La voz que resonaba en todos los espacios cerrados de la Luna, y en las radios de todos los que trabajaban allá afuera, en las silenciosas planicies, era la del General Moshe Stein, Presidente de la Autoridad Astronáutica. (En aquella época todavía existían muchos títulos de cortesía aunque ya no significaban nada.)

—Hablo desde Ginebra —dijo—, y tengo que hacer un importante anuncio. Durante los últimos nueve meses ha estado en marcha un gran experimento. Lo hemos mantenido en secreto a causa de las personas involucradas, y porque no queríamos provocar falsas esperanzas o miedo. No hace mucho, como ustedes recordarán, algunos expertos se negaban a creer que el hombre pudiera sobrevivir en el espacio. También esta vez hubo pesimistas; dudaban que pudiéramos llevar a cabo el paso siguiente en la conquista del Universo. Hemos probado su error, y ahora quisiera presentarles a George Jonathan Hutchins, primer Ciudadano del Espacio.

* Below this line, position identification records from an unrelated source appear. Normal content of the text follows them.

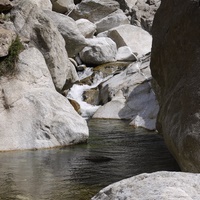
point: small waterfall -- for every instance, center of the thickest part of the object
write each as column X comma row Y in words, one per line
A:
column 76, row 92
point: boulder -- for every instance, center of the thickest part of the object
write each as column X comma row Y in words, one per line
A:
column 63, row 6
column 100, row 50
column 159, row 185
column 129, row 95
column 125, row 54
column 74, row 40
column 43, row 4
column 31, row 22
column 175, row 67
column 86, row 27
column 87, row 9
column 6, row 39
column 5, row 5
column 33, row 115
column 142, row 13
column 128, row 35
column 112, row 20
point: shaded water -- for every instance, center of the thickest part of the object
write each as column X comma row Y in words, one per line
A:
column 65, row 174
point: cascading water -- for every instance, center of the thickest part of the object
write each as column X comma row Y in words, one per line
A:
column 76, row 92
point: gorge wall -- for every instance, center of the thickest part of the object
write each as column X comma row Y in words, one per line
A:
column 175, row 67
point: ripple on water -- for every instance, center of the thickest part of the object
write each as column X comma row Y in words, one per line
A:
column 66, row 174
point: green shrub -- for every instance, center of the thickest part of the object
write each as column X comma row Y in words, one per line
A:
column 8, row 63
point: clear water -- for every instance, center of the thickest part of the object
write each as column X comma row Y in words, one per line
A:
column 65, row 174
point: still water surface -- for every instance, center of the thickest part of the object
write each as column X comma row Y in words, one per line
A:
column 65, row 174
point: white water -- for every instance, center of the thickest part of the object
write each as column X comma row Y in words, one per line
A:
column 76, row 93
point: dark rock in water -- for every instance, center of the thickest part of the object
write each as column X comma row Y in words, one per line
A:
column 175, row 65
column 97, row 158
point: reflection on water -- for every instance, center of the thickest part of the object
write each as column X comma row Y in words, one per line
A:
column 65, row 174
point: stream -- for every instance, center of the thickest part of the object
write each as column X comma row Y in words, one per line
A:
column 66, row 174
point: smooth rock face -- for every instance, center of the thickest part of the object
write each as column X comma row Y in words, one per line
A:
column 100, row 50
column 125, row 54
column 5, row 5
column 74, row 40
column 158, row 185
column 143, row 13
column 62, row 6
column 6, row 38
column 31, row 22
column 43, row 4
column 33, row 115
column 129, row 95
column 88, row 9
column 86, row 27
column 128, row 35
column 174, row 65
column 112, row 20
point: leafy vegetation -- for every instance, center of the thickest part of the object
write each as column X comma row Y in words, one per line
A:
column 8, row 63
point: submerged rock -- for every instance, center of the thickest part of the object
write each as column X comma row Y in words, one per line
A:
column 158, row 185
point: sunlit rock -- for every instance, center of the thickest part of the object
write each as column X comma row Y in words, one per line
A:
column 158, row 185
column 33, row 115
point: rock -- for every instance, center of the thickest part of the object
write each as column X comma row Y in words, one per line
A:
column 86, row 27
column 33, row 115
column 91, row 96
column 100, row 50
column 132, row 36
column 75, row 105
column 129, row 95
column 87, row 9
column 5, row 5
column 112, row 20
column 142, row 13
column 63, row 6
column 111, row 109
column 158, row 185
column 174, row 65
column 43, row 4
column 6, row 38
column 125, row 54
column 32, row 23
column 74, row 40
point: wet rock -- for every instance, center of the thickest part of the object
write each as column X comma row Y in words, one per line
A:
column 175, row 67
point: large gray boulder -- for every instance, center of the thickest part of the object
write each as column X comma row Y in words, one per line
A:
column 62, row 6
column 31, row 22
column 142, row 13
column 175, row 66
column 100, row 50
column 129, row 95
column 86, row 27
column 136, row 38
column 33, row 115
column 112, row 20
column 74, row 39
column 158, row 185
column 94, row 10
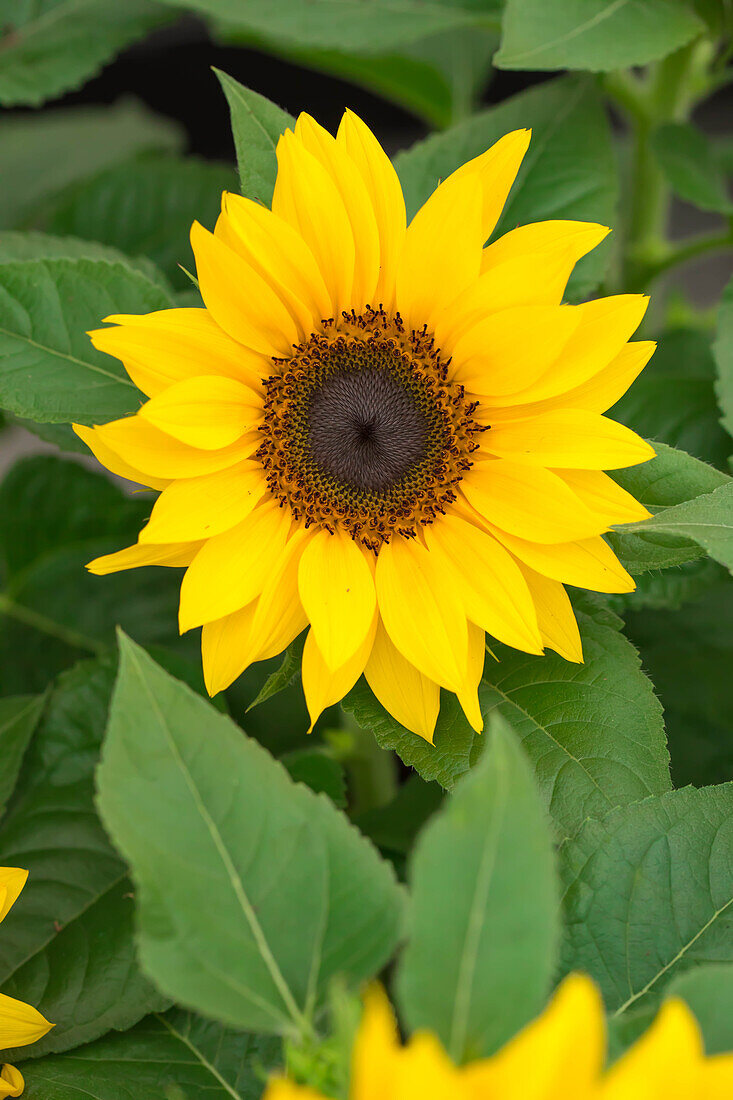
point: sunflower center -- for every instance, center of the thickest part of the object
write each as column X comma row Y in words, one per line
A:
column 364, row 430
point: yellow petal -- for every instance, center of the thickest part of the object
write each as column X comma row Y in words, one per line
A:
column 351, row 187
column 280, row 254
column 239, row 299
column 529, row 502
column 113, row 462
column 175, row 554
column 11, row 1081
column 665, row 1063
column 160, row 455
column 375, row 1048
column 20, row 1023
column 409, row 696
column 595, row 395
column 209, row 411
column 441, row 254
column 468, row 696
column 587, row 563
column 559, row 1056
column 172, row 344
column 604, row 327
column 324, row 686
column 12, row 880
column 494, row 593
column 506, row 286
column 509, row 351
column 231, row 569
column 603, row 496
column 555, row 615
column 337, row 592
column 495, row 169
column 423, row 615
column 385, row 194
column 568, row 438
column 308, row 199
column 549, row 241
column 200, row 507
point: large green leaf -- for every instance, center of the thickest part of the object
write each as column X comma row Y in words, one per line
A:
column 294, row 894
column 145, row 207
column 569, row 171
column 723, row 350
column 48, row 369
column 593, row 732
column 67, row 945
column 99, row 136
column 176, row 1055
column 19, row 716
column 709, row 992
column 484, row 914
column 593, row 34
column 689, row 656
column 54, row 45
column 256, row 123
column 707, row 520
column 57, row 517
column 674, row 399
column 689, row 163
column 648, row 893
column 669, row 480
column 349, row 25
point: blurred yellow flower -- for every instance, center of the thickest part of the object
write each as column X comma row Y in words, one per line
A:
column 559, row 1056
column 392, row 435
column 20, row 1024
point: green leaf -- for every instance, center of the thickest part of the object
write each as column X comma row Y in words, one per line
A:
column 707, row 520
column 294, row 894
column 348, row 25
column 58, row 516
column 674, row 399
column 723, row 352
column 54, row 46
column 48, row 369
column 67, row 944
column 690, row 166
column 256, row 123
column 176, row 1055
column 668, row 480
column 593, row 732
column 19, row 716
column 34, row 245
column 144, row 208
column 99, row 136
column 689, row 655
column 568, row 172
column 484, row 913
column 709, row 992
column 319, row 771
column 648, row 893
column 593, row 34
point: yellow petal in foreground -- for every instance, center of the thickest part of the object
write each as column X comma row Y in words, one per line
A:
column 408, row 695
column 337, row 593
column 12, row 880
column 568, row 438
column 20, row 1023
column 208, row 411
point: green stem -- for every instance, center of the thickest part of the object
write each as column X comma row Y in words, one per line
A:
column 39, row 622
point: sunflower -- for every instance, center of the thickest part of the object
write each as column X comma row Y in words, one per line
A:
column 559, row 1056
column 391, row 435
column 20, row 1023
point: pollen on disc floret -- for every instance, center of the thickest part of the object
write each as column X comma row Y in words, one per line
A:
column 364, row 430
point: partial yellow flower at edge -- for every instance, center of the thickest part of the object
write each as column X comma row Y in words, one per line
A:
column 558, row 1056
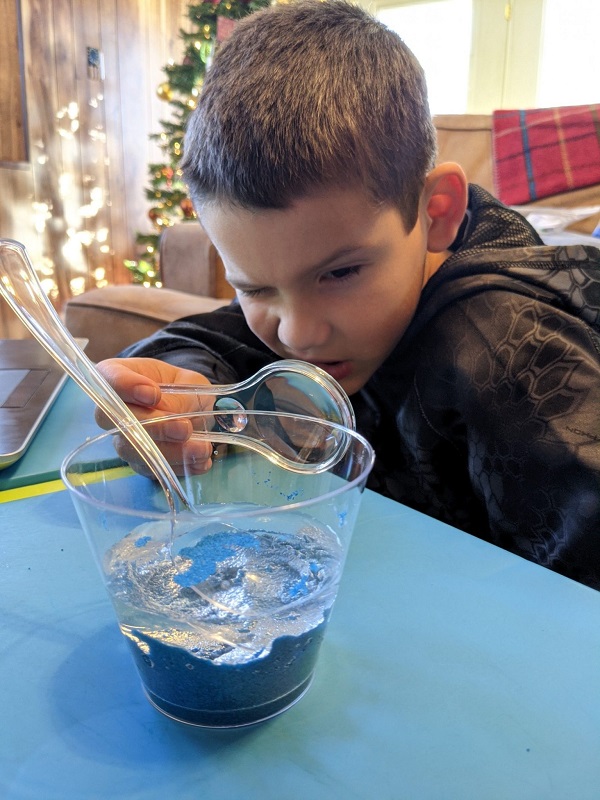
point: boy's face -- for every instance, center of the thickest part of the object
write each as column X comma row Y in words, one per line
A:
column 334, row 279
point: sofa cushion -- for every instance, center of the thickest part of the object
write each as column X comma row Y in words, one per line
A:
column 116, row 316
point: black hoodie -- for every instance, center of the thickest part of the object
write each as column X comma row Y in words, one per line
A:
column 487, row 413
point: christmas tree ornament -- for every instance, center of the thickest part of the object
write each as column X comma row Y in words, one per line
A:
column 164, row 91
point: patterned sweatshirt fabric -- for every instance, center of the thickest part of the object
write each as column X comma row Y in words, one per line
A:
column 487, row 413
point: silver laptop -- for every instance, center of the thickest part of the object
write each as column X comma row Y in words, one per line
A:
column 30, row 381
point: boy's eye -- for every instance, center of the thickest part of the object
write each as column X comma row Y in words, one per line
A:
column 341, row 274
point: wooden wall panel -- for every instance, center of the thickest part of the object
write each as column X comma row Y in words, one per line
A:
column 88, row 138
column 12, row 111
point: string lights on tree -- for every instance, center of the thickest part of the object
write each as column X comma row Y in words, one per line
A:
column 212, row 21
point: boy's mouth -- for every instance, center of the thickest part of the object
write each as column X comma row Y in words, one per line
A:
column 337, row 369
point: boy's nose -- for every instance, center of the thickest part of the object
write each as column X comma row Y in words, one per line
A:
column 301, row 330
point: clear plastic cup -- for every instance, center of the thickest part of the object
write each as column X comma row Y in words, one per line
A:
column 224, row 606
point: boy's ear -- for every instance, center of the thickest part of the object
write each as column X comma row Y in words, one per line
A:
column 445, row 199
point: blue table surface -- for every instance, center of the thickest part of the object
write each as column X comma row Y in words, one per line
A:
column 68, row 424
column 450, row 669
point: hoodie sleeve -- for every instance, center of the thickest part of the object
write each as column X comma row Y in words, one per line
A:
column 513, row 386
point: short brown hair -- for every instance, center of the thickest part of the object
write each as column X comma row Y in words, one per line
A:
column 310, row 95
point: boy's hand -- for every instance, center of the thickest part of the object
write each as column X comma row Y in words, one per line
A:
column 136, row 381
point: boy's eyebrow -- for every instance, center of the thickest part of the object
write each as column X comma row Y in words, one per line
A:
column 342, row 252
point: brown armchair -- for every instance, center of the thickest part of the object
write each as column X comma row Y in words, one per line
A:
column 115, row 316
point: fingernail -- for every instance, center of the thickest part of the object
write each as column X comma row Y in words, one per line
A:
column 145, row 395
column 177, row 431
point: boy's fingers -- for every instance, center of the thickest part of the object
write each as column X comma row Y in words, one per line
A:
column 192, row 458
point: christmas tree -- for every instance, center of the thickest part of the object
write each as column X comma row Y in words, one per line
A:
column 212, row 21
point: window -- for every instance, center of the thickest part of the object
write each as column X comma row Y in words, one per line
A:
column 480, row 55
column 569, row 71
column 439, row 34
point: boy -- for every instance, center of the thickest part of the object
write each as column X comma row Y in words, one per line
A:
column 470, row 351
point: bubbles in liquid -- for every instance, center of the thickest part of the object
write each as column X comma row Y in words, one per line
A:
column 256, row 586
column 232, row 423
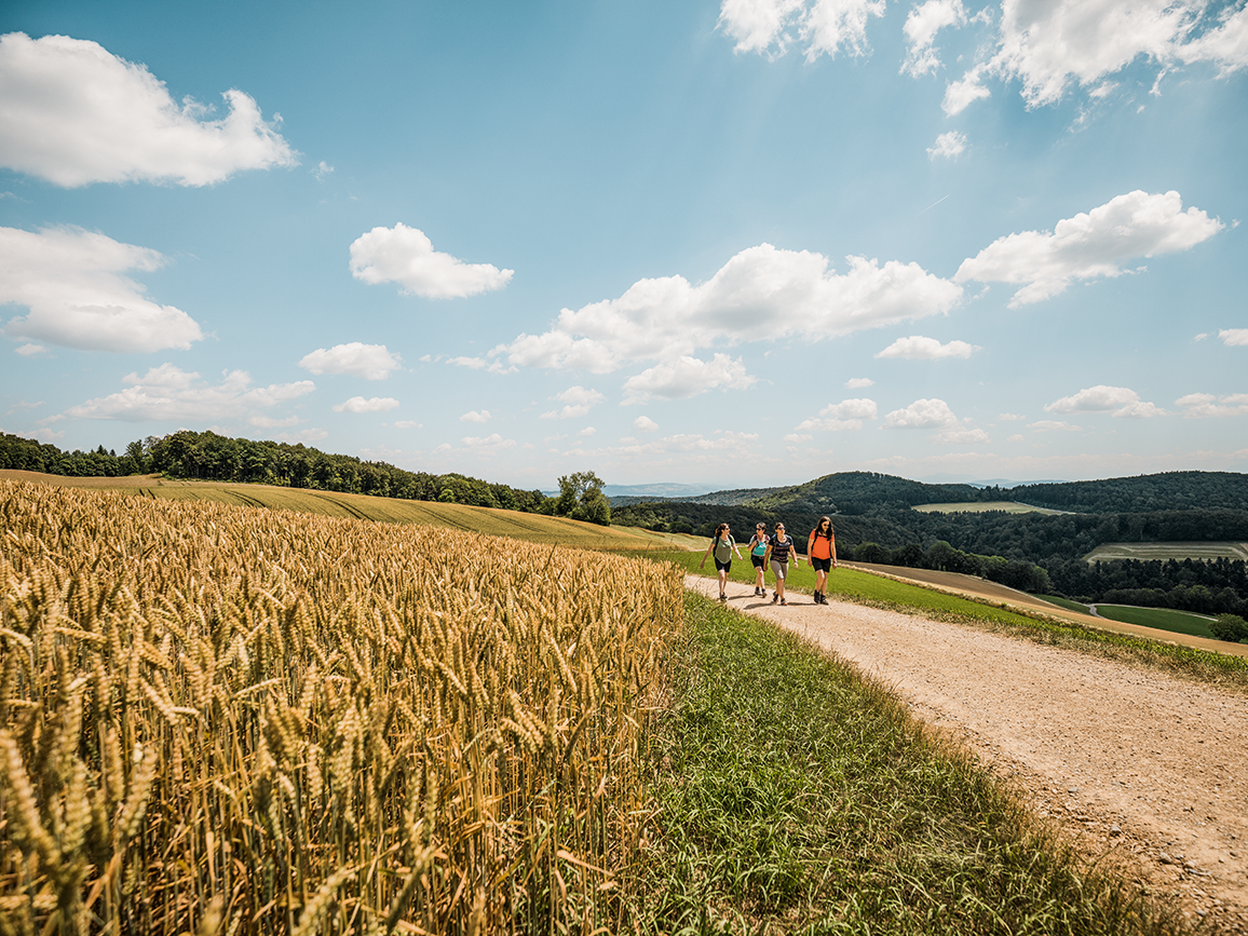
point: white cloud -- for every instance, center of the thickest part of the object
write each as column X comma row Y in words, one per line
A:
column 916, row 347
column 760, row 293
column 1233, row 337
column 474, row 363
column 271, row 422
column 403, row 255
column 825, row 26
column 170, row 393
column 949, row 146
column 1123, row 402
column 75, row 114
column 838, row 417
column 1047, row 46
column 71, row 281
column 960, row 437
column 1203, row 406
column 960, row 95
column 372, row 362
column 373, row 404
column 489, row 443
column 1053, row 426
column 1090, row 245
column 921, row 414
column 922, row 24
column 687, row 377
column 577, row 401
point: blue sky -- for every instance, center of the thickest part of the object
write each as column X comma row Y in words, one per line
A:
column 738, row 243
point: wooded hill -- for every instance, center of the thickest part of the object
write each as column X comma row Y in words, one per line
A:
column 1033, row 552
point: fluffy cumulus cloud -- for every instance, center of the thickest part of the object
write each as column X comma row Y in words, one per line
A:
column 1050, row 46
column 577, row 401
column 74, row 285
column 821, row 26
column 838, row 417
column 358, row 404
column 924, row 21
column 1125, row 403
column 949, row 146
column 170, row 393
column 404, row 255
column 1233, row 336
column 687, row 377
column 916, row 347
column 372, row 362
column 921, row 414
column 761, row 293
column 1090, row 245
column 1202, row 406
column 71, row 112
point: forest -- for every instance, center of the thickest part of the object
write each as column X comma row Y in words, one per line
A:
column 206, row 456
column 1033, row 552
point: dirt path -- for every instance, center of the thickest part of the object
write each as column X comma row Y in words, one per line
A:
column 1127, row 759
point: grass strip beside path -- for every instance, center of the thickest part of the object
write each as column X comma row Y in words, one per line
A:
column 880, row 592
column 799, row 798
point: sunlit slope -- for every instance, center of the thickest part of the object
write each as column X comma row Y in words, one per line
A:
column 533, row 528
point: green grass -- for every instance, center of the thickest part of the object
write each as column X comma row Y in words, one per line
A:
column 1065, row 603
column 984, row 507
column 1162, row 552
column 1160, row 618
column 795, row 796
column 532, row 528
column 861, row 587
column 864, row 588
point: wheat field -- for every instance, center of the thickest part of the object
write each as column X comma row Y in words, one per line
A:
column 229, row 720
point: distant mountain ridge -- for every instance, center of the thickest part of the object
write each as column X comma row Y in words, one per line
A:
column 867, row 492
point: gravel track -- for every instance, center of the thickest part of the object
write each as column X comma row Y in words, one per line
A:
column 1128, row 760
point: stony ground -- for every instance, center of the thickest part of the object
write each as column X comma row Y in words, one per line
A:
column 1150, row 768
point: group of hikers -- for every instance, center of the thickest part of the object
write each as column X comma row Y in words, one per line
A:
column 775, row 552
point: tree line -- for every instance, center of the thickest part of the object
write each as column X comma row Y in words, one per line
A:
column 206, row 456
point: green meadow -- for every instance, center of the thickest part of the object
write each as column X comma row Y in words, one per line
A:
column 1160, row 618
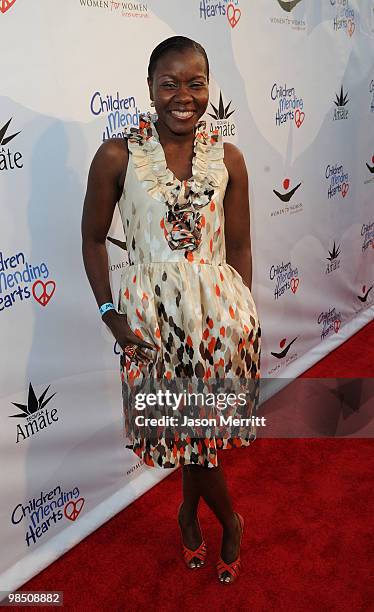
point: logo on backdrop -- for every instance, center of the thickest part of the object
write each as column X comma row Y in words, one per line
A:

Se oyó un chasquido cuando la comunicación pasó a otro circuito; luego hubo una pausa llena de murmullos y ruidos vagos. Y entonces, en toda la Luna y la mitad de la Tierra, se oyó el sonido del que prometí hablarles: el sonido más imponente que haya escuchado en mi vida.

Era el llanto de un bebé recién nacido: el primer niño en la historia de la Humanidad dado a luz fuera de la Tierra. Nos miramos en el fortín súbitamente silencioso, y luego miramos las naves que estábamos construyendo allá afuera, en la brillante planicie lunar. Habían parecido tan importantes unos pocos minutos atrás… Todavía lo eran; pero no tan importantes como lo que había sucedido en el Centro Médico, y que volvería a suceder billones de veces en incontables mundos durante todas las eras por venir.

Pues en ese momento, caballeros, supe que el hombre de veras había conquistado el espacio.